Manheim ran several pilot programs,  then turned to a third party for help. The company ultimately used 1E's AppClarity to improve visibility into the apps running across servers and desktops. "The process we developed with Windows 7 with automatic application discovery suited us perfectly," said Brian Tucker, senior Windows engineer. "[It] allowed us to standardize our licensing and versions."

In another example, Alabama Gas Corp. had a three-year migration plan. The Birmingham-based company used SCCM 2012 to migrate operations to Windows 7 and Office 2010.

"Our migration to Windows 7 was one of the smoothest transitions we have ever made," said David Driggers, supervisor of desktop systems at Alabama Gas Corp. "The biggest reason for the success was the test runs we made [for] imaging the machines and capturing data. We used the knowledge gained from it to create a written process that we did not deviate from."

Gaining the support and trust of employees also helped smooth the migration process. "We have a good relationship with our user community," Driggers said. The IT staff spent time with users as their machines were migrated, and workers were briefed well in advance about the changes. 

Windows 7: The new reliable?

Mainstream support for Windows 7 is scheduled to end on Jan. 13, 2015, while extended support continues into 2020. As a result, Windows 7 is a stable OS workhorse with strong support from third parties, and relatively few organizations are concerned about software compatibility.

Software compatibility can be a potential obstacle in a migration from Windows XP to Windows 8, however.
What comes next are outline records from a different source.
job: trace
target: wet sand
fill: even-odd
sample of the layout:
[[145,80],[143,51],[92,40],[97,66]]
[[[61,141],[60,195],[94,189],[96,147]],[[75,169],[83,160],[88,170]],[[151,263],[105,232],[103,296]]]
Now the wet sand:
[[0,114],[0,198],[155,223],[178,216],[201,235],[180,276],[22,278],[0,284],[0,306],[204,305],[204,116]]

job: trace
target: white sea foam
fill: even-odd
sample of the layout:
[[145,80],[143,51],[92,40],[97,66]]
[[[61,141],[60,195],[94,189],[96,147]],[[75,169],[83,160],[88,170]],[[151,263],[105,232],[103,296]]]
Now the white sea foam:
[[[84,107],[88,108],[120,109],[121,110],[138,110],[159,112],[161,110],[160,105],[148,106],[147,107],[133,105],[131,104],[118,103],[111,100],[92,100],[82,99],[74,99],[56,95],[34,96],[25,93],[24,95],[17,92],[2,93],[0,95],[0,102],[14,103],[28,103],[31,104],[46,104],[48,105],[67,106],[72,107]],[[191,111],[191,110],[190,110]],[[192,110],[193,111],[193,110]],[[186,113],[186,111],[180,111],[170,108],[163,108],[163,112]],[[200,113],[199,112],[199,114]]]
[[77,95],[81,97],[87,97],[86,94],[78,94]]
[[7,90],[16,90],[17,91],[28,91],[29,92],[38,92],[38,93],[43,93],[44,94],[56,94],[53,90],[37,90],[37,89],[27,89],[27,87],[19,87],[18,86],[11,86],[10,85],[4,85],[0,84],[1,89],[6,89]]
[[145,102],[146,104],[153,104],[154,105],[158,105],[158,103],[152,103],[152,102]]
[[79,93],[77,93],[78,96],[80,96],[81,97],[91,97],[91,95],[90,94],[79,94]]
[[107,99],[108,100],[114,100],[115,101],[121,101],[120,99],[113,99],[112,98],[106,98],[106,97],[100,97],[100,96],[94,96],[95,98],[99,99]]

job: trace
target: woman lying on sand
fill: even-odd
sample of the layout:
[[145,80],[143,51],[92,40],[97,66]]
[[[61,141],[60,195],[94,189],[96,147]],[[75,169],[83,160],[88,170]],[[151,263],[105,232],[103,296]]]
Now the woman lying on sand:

IT shops moving to Windows 8 will need to account for a user interface that many consider to be too radical a departure from earlier Windows versions. In addition, organizations seeking to take full advantage of Windows 8 will incur additional expenses in upgrading to touchscreen devices.

Checklist for migrating from Windows XP to Windows 7

A Windows XP migration won't occur without careful planning. Here's a checklist of things to remember before migrating to Windows 7:

  • Understand the organization's hardware and software ecosystem, including any bring-your-own-device participants with access to corporate data and applications.
  • Invest in Microsoft and third-party tools to get a clear picture of the existing products in your environment and which of them are currently being used.
  • Investigate technology such as tablets, mobile devices and cloud computing to see how they may affect the business IT environment and the ways users work.
  • Communicate with end users on when and how the migration will happen to avoid lengthy downtime.
  • Train users on Windows 7 and any related changes.

When it comes to Windows 7 migration, IT pros must address several key challenges, including how to access legacy applications and data not compatible in Windows 7 and older versions of Internet Explorer.

Migration tools can mitigate some of the difficulties of moving from Windows XP to Windows 7 or Windows 8. Some address application remediation and deployment, while others enable access to legacy applications and data from a new OS. These include Microsoft SCCM and offerings from 1E, Adaptiva, Browsium, Dell KACE and SplashTop.

Of course, once IT administrators have completed any Windows XP migration, they won't have long before they have to consider the potential features of Windows 9.